Три лика мистической метапрозы XX века: Герман Гессе – Владимир Набоков – Михаил Булгаков | страница 23
«Ведь это небрежность, – раздраженно бросает ей Цинциннат. – Передайте бутафору» [Н., T.4, c.126][74].
В обоих случаях – странная, неправдоподобная в данной ситуации обувь. Потусторонние силы пытаются создать иллюзию реальности, но допускают промах – мелкий, на первый взгляд, но разрушающий иллюзию правдоподобия сотворенного мира. «Вторая» реальность оказывается состряпанной «наспех», возникает эффект «плохого» искусства. Различие в том, что у Булгакова инобытийна реальность мистическая, а в «Приглашении на казнь» – миражно-физическая.
Инобытийная бутафория в декорациях «Приглашения на казнь», как и в приведенном эпизоде у Булгакова, восходит к эстетике Н. Евреинова, экспериментами которого в области драматургии Набоков был увлечен[75], а М. Булгаков по крайней мере с ними знаком[76].
Наконец, третья сторона треугольника – Г. Гессе и М. Булгаков – еще менее очевидна, тем более что знакомство этих писателей с произведениями друг друга крайне маловероятно, практически исключено.
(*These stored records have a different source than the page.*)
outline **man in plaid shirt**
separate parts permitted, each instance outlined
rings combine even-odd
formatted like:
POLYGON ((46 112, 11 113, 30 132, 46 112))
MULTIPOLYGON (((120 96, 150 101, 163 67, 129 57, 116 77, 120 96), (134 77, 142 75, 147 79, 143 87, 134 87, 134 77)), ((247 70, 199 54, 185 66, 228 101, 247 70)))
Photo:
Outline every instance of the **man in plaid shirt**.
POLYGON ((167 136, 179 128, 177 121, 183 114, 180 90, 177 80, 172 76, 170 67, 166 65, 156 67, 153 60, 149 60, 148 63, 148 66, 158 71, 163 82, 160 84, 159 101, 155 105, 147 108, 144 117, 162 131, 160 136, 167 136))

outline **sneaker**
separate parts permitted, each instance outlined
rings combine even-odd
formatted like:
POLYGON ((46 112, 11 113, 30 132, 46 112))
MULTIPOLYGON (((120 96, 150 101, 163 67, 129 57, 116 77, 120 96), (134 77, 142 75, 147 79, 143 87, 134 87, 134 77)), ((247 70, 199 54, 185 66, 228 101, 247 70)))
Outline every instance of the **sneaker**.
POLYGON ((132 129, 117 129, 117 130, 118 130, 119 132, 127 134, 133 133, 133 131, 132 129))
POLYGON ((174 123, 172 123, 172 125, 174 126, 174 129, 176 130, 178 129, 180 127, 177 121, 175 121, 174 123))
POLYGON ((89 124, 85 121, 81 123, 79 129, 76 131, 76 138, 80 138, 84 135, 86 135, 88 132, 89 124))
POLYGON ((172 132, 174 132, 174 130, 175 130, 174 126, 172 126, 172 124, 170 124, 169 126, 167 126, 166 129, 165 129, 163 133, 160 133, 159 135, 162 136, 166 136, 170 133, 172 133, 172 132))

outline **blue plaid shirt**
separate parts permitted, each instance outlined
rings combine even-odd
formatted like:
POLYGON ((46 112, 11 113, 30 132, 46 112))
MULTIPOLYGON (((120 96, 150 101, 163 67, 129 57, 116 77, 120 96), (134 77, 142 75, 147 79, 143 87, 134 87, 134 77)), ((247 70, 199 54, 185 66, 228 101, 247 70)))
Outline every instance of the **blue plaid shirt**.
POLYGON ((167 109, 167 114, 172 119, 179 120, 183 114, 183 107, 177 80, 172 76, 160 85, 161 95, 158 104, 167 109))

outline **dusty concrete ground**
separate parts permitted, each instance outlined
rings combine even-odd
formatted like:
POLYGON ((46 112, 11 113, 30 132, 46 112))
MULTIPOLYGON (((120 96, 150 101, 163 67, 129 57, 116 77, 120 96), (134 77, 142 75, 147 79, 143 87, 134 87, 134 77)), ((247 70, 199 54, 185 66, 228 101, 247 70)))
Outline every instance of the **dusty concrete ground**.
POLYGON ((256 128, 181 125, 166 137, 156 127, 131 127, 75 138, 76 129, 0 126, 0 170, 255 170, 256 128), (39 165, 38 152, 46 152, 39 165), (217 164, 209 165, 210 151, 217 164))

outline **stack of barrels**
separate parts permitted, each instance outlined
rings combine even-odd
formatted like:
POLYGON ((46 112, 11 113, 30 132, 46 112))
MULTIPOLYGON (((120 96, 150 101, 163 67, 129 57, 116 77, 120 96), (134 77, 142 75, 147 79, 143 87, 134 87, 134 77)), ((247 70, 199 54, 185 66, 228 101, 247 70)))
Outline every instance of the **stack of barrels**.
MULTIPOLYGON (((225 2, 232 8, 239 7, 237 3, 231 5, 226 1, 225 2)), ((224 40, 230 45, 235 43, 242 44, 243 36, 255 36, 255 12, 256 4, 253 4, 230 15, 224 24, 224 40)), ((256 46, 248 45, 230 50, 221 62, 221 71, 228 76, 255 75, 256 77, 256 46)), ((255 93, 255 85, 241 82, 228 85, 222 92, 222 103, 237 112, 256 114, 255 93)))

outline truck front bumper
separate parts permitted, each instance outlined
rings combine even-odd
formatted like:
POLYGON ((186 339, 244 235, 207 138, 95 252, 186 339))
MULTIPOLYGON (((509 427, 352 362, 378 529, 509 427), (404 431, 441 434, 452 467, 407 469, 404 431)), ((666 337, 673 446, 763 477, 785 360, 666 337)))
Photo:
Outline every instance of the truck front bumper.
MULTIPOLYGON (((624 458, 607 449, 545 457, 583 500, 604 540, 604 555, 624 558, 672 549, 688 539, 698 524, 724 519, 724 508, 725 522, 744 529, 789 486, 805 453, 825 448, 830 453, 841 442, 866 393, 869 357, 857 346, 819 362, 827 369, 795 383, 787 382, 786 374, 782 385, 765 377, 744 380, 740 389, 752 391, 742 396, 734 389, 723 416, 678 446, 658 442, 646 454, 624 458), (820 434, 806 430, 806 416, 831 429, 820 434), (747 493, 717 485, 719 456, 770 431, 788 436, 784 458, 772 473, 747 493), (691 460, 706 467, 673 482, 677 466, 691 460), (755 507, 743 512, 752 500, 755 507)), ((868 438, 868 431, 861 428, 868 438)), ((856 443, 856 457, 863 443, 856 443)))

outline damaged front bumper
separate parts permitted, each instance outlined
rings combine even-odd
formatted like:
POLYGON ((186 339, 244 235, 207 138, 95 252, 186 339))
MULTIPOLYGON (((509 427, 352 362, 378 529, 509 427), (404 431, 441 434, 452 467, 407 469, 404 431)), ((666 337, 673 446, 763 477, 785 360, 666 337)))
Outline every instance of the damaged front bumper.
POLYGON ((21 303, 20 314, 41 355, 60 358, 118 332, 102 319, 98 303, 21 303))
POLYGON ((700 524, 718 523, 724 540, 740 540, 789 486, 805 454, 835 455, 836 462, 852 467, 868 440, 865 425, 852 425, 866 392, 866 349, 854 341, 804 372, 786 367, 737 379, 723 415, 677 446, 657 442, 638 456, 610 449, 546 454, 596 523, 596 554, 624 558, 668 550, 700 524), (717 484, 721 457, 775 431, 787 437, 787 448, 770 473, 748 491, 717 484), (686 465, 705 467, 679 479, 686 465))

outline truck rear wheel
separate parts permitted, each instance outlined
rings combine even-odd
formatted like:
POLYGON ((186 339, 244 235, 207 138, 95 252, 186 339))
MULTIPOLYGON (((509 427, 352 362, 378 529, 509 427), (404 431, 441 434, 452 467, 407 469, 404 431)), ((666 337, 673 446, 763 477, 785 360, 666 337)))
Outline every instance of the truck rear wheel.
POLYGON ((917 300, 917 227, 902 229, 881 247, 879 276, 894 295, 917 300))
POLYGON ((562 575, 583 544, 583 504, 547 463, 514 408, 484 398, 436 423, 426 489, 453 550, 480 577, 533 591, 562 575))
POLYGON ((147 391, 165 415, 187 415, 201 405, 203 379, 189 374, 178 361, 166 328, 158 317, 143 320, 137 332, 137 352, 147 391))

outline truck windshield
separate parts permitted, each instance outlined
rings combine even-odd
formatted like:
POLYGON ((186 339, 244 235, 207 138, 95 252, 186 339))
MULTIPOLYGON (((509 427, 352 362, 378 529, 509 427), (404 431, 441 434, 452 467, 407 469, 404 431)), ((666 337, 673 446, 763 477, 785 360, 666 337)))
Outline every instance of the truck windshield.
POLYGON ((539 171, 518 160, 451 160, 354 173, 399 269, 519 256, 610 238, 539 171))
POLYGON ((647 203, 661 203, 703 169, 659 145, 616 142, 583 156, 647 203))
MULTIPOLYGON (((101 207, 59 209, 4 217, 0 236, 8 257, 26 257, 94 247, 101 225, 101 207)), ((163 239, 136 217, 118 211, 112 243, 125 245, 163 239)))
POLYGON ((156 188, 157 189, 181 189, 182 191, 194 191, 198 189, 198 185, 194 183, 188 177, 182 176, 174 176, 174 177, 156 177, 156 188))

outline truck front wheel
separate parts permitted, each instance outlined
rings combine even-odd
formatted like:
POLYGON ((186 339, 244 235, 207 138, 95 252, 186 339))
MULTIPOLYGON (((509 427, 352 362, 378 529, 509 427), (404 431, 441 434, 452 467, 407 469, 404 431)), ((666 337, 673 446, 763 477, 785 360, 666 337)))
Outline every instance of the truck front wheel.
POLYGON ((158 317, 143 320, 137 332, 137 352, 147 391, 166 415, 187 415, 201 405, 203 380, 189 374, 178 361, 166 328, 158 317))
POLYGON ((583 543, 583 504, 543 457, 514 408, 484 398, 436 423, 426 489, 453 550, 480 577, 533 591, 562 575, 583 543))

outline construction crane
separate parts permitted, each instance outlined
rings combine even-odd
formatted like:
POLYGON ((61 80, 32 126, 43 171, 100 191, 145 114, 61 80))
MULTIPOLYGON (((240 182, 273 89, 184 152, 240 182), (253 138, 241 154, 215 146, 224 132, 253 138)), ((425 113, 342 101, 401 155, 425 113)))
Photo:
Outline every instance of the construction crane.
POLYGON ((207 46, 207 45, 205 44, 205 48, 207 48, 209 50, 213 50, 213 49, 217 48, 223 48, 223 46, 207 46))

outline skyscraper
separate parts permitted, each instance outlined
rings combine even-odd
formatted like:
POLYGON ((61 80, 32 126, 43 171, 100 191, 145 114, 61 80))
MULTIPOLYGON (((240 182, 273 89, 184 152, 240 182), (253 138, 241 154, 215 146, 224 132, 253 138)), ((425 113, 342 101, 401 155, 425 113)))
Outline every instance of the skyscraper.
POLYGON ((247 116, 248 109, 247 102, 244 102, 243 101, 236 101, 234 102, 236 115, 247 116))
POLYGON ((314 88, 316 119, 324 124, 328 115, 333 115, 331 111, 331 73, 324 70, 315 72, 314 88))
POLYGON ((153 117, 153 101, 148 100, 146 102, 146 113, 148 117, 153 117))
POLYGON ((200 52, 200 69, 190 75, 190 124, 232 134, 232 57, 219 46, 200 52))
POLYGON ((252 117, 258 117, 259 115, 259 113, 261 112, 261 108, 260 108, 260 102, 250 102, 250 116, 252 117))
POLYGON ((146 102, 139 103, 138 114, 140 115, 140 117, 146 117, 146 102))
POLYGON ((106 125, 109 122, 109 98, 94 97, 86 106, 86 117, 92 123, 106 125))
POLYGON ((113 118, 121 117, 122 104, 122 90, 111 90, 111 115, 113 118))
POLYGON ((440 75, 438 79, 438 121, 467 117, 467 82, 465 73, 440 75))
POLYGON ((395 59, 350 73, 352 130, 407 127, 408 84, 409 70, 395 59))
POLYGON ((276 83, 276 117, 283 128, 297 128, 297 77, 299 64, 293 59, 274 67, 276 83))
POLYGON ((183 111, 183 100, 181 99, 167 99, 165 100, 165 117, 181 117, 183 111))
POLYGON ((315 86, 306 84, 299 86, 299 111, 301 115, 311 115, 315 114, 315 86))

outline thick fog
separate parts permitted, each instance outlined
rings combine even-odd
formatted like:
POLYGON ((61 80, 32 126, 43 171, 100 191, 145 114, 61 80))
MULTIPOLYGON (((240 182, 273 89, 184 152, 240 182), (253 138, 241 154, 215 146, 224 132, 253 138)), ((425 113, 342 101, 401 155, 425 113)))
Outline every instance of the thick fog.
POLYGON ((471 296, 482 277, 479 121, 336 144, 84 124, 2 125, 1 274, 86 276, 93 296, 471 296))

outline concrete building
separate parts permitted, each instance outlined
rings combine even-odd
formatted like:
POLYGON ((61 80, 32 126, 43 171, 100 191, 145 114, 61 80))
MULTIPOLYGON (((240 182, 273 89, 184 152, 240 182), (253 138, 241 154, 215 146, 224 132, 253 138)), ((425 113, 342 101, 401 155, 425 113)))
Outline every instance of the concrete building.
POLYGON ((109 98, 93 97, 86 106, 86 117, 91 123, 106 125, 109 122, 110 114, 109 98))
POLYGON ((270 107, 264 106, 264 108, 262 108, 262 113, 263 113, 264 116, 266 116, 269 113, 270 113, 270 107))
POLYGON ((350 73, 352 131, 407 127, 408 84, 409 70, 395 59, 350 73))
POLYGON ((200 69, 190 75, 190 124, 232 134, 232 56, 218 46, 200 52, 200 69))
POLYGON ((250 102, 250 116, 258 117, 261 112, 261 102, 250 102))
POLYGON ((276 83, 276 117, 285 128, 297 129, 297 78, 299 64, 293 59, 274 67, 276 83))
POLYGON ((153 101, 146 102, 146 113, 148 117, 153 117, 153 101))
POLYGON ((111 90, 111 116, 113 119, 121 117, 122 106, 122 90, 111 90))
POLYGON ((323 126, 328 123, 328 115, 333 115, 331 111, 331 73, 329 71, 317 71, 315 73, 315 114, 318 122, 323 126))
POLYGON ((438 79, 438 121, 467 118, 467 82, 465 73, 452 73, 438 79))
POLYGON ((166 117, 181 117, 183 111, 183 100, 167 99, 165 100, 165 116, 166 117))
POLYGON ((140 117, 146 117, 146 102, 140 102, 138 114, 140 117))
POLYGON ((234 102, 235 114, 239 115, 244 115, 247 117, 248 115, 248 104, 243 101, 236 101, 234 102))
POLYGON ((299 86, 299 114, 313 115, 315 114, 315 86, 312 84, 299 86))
Правда, современный автор С. Фаизов убежден, что в
«текстах романа Булгакова виден ряд мотивов <…>, которые допустимо рассматривать как реминисценции фрагментов классического текста Гессе»[77].
Однако при внимательном рассмотрении этимология отмеченных С. Фаизовым общих у Булгакова с Гессе мотивов – убийства невесты на свадьбе и ножа, светящейся надписи, «живых шахмат» – почти во всех случаях оказывается различной. Так, у Гессе мотив убийства невесты на свадьбе и ножа образуют единый комплекс и оба являются явной реминисценцией из «Идиота», в то время как образ-мотив ножа у Булгакова вполне самостоятелен, как по семантике, так и по функциональной нагрузке. Образ живых шахмат Булгаковым заимствован из повести В. Ирвинга «Легенда об арабском звездочете»[78]. Ее, надо полагать, знал и Гессе. Что же касается мотива светящейся надписи, то она, конечно, из Библии: роковые письмена, вспыхнувшие на стене в роскошных палатах вавилонского царя Валтасара и предрекшие его скорую, внезапную гибель: «Мене, мене, текел, упарсин» (Дан. 5).
Собственно небрежность автора при построении параллелей не стоила бы упоминания, если бы в статье С. Фаизова не была допущена серьезная и достаточно распространенная методологическая ошибка. Дело в том, что сам по себе факт межтекстовых перекличек на уровне образов, мотивов, приемов и сюжетных ходов вовсе не доказывает факта творческого влияния одного писателя на другого. Необходимы факты, подтверждающие как минимум знакомство с произведениями друг друга. С. Фаизов исходит из того общего соображения, что Булгаков не мог не знать «классика» Гессе. Однако в 1920-е—1930-е гг., когда М. Булгаков сочинял «Мастера и Маргариту», «Степной волк», написанный в 1927 г., еще не успел стать «классическим текстом». Нобелевская премия была присуждена Гессе лишь в 1946 г. При жизни Булгакова в Советской России «Степной волк», как и его автор, не был известен. Во всяком случае, никаких данных у нас на этот счет нет, а творческие контакты между советскими и европейскими писателями в Советской России, в силу ее культурной изоляции, были, как известно, в высшей степени затруднены.